Presentation on theme: "The Constitution: Details and Ratification US History."— Presentation transcript:
The Constitution: Details and Ratification US History
The Convention itself Convention lasted from May to September, 1787 –Hot in Philadelphia that summer. –The doors and windows were closed to prevent eavesdropping. –Most delegates were rich, well-educated, white men in their 30s and 40s.
The Convention Players Washington (VA) was presiding officer. James Madison (VA) was the main man. –His notes on the debates are the main source of record on what happened behind closed doors. Roger Sherman (CT) came up with the key compromise for representation in Congress. –House of Representatives: based on population size. –Senate: two delegates from each state.
Structure Limits National Authority Government split up into three branches. –This idea came from Baron de Montesquieu in the early 18th century. –Branches: Legislative: makes laws. Executive: carries out laws. Judicial: interprets laws.
No Branch is TOO Strong Checks and Balances prevent one branch dominating another. ExecutiveJudicial If president vetos, Congress can override (2/3 vote). Congress approves funding for executive programs Congress sets up lower federal courts. Senate confirms/rejects appointment of judges.
No Branch is TOO Strong Can veto bills passed by Congress Can call special sessions of Congress Appoints federal judges. Can pardon or reprieve people convicted of federal crimes Legislative Judicial
No Branch is TOO Strong Executive Legislative Appointed for life; free from presidential control. Can declare presidential actions unconstitutional. Can decide the meaning of laws.

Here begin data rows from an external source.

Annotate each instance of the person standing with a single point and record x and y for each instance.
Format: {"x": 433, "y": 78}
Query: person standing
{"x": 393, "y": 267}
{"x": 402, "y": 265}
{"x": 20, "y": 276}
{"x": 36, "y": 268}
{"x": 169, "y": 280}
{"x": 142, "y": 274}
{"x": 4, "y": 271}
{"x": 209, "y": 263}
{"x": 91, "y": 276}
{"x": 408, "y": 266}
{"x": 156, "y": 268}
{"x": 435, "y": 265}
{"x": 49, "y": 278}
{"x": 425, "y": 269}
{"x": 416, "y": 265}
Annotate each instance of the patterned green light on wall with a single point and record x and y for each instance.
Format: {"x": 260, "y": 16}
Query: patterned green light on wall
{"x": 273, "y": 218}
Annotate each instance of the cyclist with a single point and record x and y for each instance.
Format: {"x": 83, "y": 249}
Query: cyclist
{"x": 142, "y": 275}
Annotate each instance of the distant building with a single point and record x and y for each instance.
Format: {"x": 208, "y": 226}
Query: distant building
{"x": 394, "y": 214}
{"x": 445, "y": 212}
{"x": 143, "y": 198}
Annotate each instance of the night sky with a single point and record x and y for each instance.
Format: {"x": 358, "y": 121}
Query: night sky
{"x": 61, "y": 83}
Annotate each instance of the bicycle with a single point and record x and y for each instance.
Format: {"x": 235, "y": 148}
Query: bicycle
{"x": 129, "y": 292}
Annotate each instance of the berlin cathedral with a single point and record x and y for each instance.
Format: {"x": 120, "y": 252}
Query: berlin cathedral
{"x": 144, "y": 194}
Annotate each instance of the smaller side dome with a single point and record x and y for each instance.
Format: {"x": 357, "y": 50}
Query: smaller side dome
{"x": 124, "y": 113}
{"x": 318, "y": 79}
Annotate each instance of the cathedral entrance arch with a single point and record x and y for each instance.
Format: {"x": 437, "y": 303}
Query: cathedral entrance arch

Can declare acts of Congress unconsitutional.
Electing a President 2 main concerns back then: Concern 1 –Because there were no main political parties AND –Because communication and travel were difficult… –Fear of only regional candidates splitting popular vote.
Electing a President Concern 2 –Upper classes feared and distrusted lower classes! What if they are easily swayed? What if they vote upper classes out of power?
Solution: Electoral College No direct vote! Formula: Number of state electors for a state = Number of representatives (in House of Reps) for that state + Number of senators (in Senate): fixed number (2)
“What if We Screw Up?” Change mechanism: Amendment process. –Amendments add and subtract from the constitution.
Now it had to be agreed upon Ratification process: –Each state held a special convention. –The state convention chose special delegates. –Delegates voted to approve or reject Constitution. –Only 9 out of 13 states had to pass it.
2 Camps Federalists –Favored balance of power between states and national govt. –Division of powers and checks and balances will protect from tyranny of central govt. Vs Antifederalists –Opposed strong central govt. –Govt likely to serve a privileged minority, not the majority. –How could a single government run a large country?
Federalists George Washington James Madison Alexander Hamilton John Jay Support from merchants skilled workers laborers Why? Strong national govt can regulate trade. Support from small states and states with weak economies, because strong central govt will protect their interests.
Anti-Federalists Patrick Henry Samuel Adams Richard Henry Lee Support from Rural areas, because central govt could add to tax burden. Large states States with strong economies …because they had greater freedom under the Articles of Confederation.
War of Words The Federalist –Series of 85 essays published in New York newspapers between 1787 and 1788. –Written by “Publius” (in reality Alexander Hamilton, John Jay, and James Madison) –Explained the federalist position.
War of Words Letters from a Federal Farmer –Probably written by Richard Henry Lee. –Listed the rights that needed to be protected: freedom of the press and religion, right to trial by jury. –Antifederalists argued for a Bill of Rights
The People Demand a Bill of Rights Many people agreed with the Antifederalist position: Bill of Rights was needed. –Federalists gave in: they promised to support amendments that would make up the Bill of Rights if the Constitution passed.
Ratification Process Delaware ratified right away: December 1787 9th state: New Hampshire in June 1788. But because Virginia and New York were so large and influential, it needed ratification there, too.
Ratification In the end, New York ratified in July 1788 despite a huge debate (30 to 27!) Constitution became reality in 1789. –Even though Rhode Island didn’t pass it until 1790.